Re: [lxml-dev] Python XML Validator
Hi, moving this here from python-dev (where it started for whatever reason...) Mike Meyer wrote:
On Tue, 11 Mar 2008 18:01:29 +0100 Stefan Behnel wrote:
BTW, we had MacOS builds a while ago, so I wouldn't mind having someone volunteer to contribute builds on a regular basis (static builds preferred).
For which Python build? python.org? Activatestate? Leopard? Macports? Fink? pkgsrc? Any idea if a single build will work for all of them?
I have no idea. At the very least, different Python major versions will pose a problem. And I guess the builds provided by package distributions like fink and macports will also require newer dependencies on other ends, or be built with newer compilers...
The second time for OS-X, I used an older version of lxml (1.3.6), and just did "setup.py install". Worked like a charm. That's not hard. Interesting. 1.3.6 should also require libxml2 2.6.20 (although maybe less strictly than 2.0).
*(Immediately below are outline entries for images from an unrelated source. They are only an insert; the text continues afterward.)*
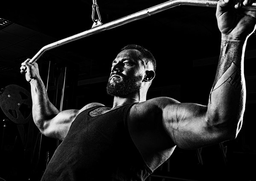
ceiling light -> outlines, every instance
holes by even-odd
[[[12,24],[12,23],[11,21],[0,18],[0,29],[3,29]]]

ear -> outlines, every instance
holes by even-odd
[[[146,70],[146,75],[144,78],[144,80],[149,82],[155,77],[155,72],[153,70]]]

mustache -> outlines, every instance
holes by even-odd
[[[113,75],[118,75],[123,78],[124,77],[124,75],[122,74],[121,73],[119,73],[119,72],[116,72],[115,73],[111,73],[111,74],[110,75],[110,77],[111,78],[112,77],[112,76],[113,76]]]

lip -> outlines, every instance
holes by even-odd
[[[119,78],[121,78],[121,76],[119,76],[119,75],[112,75],[112,76],[111,77],[111,78],[113,78],[113,77],[119,77]]]

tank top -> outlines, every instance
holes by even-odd
[[[123,105],[96,116],[78,115],[56,149],[41,181],[144,181],[153,172],[134,144]]]

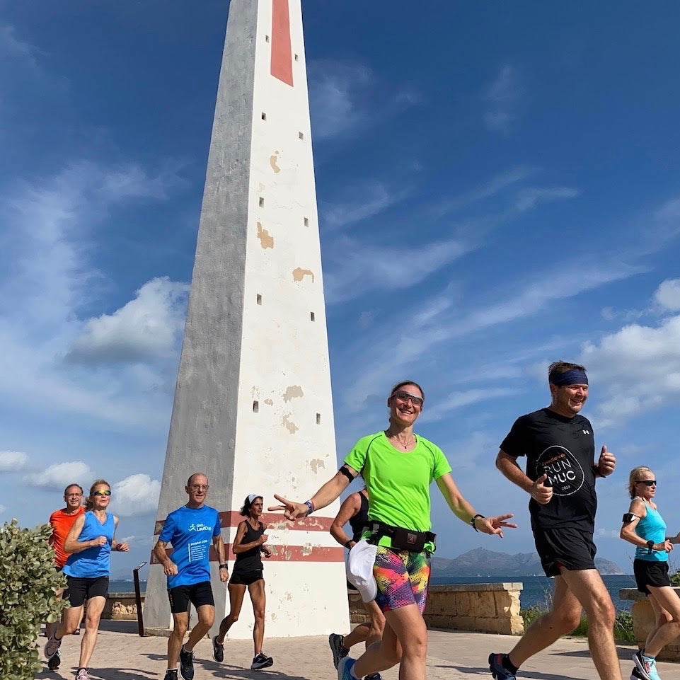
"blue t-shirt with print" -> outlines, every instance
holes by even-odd
[[[185,505],[168,515],[159,540],[171,543],[175,576],[168,577],[168,589],[210,580],[210,544],[219,536],[219,516],[214,507]]]

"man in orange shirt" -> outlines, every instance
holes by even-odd
[[[66,502],[66,507],[59,510],[54,510],[50,515],[50,524],[52,525],[52,536],[50,536],[48,543],[54,551],[54,566],[57,571],[61,571],[66,560],[69,557],[69,553],[64,551],[64,541],[69,534],[76,518],[85,512],[83,506],[83,488],[78,484],[69,484],[64,490],[64,500]],[[61,599],[64,596],[63,589],[58,590],[55,594],[57,599]],[[46,623],[45,626],[45,636],[49,638],[57,628],[57,623]],[[59,654],[55,654],[50,659],[48,667],[50,670],[56,670],[59,668]]]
I just grabbed it and tried parsing thing with it; I didn't try the advanced features that I depend on lxml for (rng validation and lots of xpath), or what the OP was looking for (validation). Running the test.py suite turns has one failure:
File "/Users/mwm/lxml-1.3.6/src/lxml/tests/../../../doc/parsing.txt", line 369, in parsing.txt Failed example: etree.tounicode(root) Expected: u'<test> \uf8d1 + \uf8d2 </test>' Got: u'<test> + </test>'
If that's the only problem, then 1.3.x works 'acceptably' with 2.6.16 - except that newer versions are much better in parsing HTML and validating with XML schema (amongst other things). Note that the test suite tends to avoid testing features that only depend on libxml2, and especially stuff that has changed between library versions. It's a test suite for lxml, not for libxml2. However, 2.0 will not work that easily. Things like parse-time schema validation and schematron support do not work on versions below 2.6.20 (or actually 2.6.21, but we disable schematron on 2.6.20). We might be able to work around some more stuff by spreading some #ifdef's and #defines, but so far, I find it perfectly acceptable if 2.0 requires newer dependencies for new features. People who care about reliability will not use libraries as old as 2.6.16 anyway. The list of fixed bug only gets longer with newer versions.
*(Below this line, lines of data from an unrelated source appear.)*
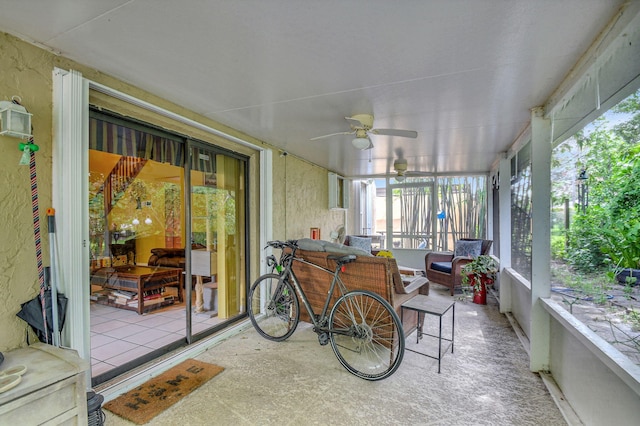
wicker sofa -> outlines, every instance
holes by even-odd
[[[299,249],[296,256],[308,262],[335,270],[336,264],[327,257],[331,252],[310,251]],[[301,262],[293,263],[293,271],[300,280],[311,306],[316,313],[322,310],[327,297],[332,276]],[[401,316],[401,305],[418,293],[429,294],[429,281],[425,277],[403,278],[400,275],[395,259],[376,256],[357,256],[355,262],[345,265],[344,272],[340,273],[342,281],[348,290],[369,290],[379,294],[394,307],[398,316]],[[332,297],[331,304],[337,300]],[[300,318],[309,321],[305,309],[301,309]],[[405,335],[411,334],[417,325],[415,311],[405,311],[403,328]]]

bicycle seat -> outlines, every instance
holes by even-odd
[[[345,265],[347,263],[351,263],[354,260],[356,260],[356,255],[355,254],[346,254],[346,255],[330,254],[329,256],[327,256],[327,259],[335,260],[338,266],[340,266],[340,265]]]

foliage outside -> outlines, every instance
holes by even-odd
[[[578,132],[556,149],[555,165],[573,149],[577,154],[574,176],[582,171],[588,198],[577,199],[566,235],[552,240],[556,258],[579,271],[640,268],[640,92],[615,106],[593,127]],[[619,116],[630,118],[612,124]],[[571,197],[568,186],[559,188],[554,180],[553,201]],[[566,179],[565,179],[566,182]],[[574,180],[575,182],[575,180]],[[571,197],[571,198],[576,198]],[[588,203],[587,203],[588,200]],[[554,233],[556,236],[557,233]]]
[[[640,91],[559,145],[553,161],[552,294],[640,365],[640,286],[614,278],[640,269]]]

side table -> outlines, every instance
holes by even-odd
[[[408,349],[408,348],[405,348],[405,350],[415,352],[417,354],[424,355],[429,358],[437,359],[438,373],[440,373],[440,362],[442,360],[442,341],[443,340],[450,342],[451,353],[453,353],[453,337],[454,337],[454,324],[455,324],[455,317],[456,317],[456,302],[448,301],[448,300],[445,300],[445,301],[434,300],[429,296],[418,294],[417,296],[412,297],[411,299],[407,300],[402,304],[402,308],[400,311],[401,319],[404,316],[405,309],[418,312],[418,330],[416,331],[416,343],[420,341],[422,336],[437,337],[438,338],[438,356],[436,357],[423,352],[414,351],[413,349]],[[442,316],[446,314],[449,310],[451,310],[451,339],[442,337]],[[438,317],[439,319],[438,335],[423,333],[422,328],[424,327],[424,324],[420,322],[420,314],[423,315],[423,321],[426,319],[425,318],[426,314],[435,315]],[[445,348],[445,352],[447,349],[448,347]]]

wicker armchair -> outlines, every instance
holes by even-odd
[[[478,240],[474,238],[461,238],[459,241],[482,241],[480,254],[489,254],[492,240]],[[431,252],[424,257],[425,270],[430,283],[441,284],[448,287],[451,295],[456,288],[462,286],[462,275],[460,269],[469,263],[469,256],[454,256],[451,252]]]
Which means you wind up having to build those yourself if you want a recent version of lxml, even if you're using a system that includes lxml in it's package system. If you want a clean system, e.g. for production use, buildout has proven to be a good idea. And we also provide pretty good instructions on our web page on how to install lxml on MacOS-X and what to take care of. Yes, but the proposal was to include it in the Python standard library. Software that doesn't work on popular target platforms without updating a standard system library isn't really suitable for that. Hmm, coming somewhat back on-topic: how does Python currently handle its dependencies under MacOS-X? SQLite, for example? Does it use system libraries only, or are there libraries it ships with? (The MacOS distro is much bigger, but that might be due to the universal build - although that suggests that MacOS-X users do not care about disk space or download size anyway)
For most of them, it checks for the existence of the libraries and header files for those packages, and then builds the wrapper libraries if it finds their requirements. Look through the 2.5.2 setup.py for how sqlite3 is handled (it's a bit much to include here).
Funny, looking for the sqlite setup was actually a good idea. It does all sorts of things to figure out a good one to use, specifically on MacOS-X. There even appears to be some trickery to take the first library it finds, static or dynamic, instead of continuing to look for a dynlib. I wouldn't mind adding a similar setup to lxml's setupinfo.py. Maybe someone can get a hand on this? It would be great to have an automatic static build on MacOS, so that people could just run setup.py and be sure it uses the expected libs the next time they use it. Is there a standard directory prefix where macport & Co. install libraries and related stuff like xslt-config? Stefan
On Wed, 12 Mar 2008 18:55:20 +0100 Stefan Behnel <stefan_ml@behnel.de> wrote:
On Tue, 11 Mar 2008 18:01:29 +0100 Stefan Behnel wrote:
BTW, we had MacOS builds a while ago, so I wouldn't mind having someone volunteer to contribute builds on a regular basis (static builds preferred). For which Python build? python.org? Activatestate? Leopard? Macports? Fink? pkgsrc? Any idea if a single build will work for all of them? I have no idea. At the very least, different Python major versions will pose a
Mike Meyer wrote: problem. And I guess the builds provided by package distributions like fink and macports will also require newer dependencies on other ends, or be built with newer compilers...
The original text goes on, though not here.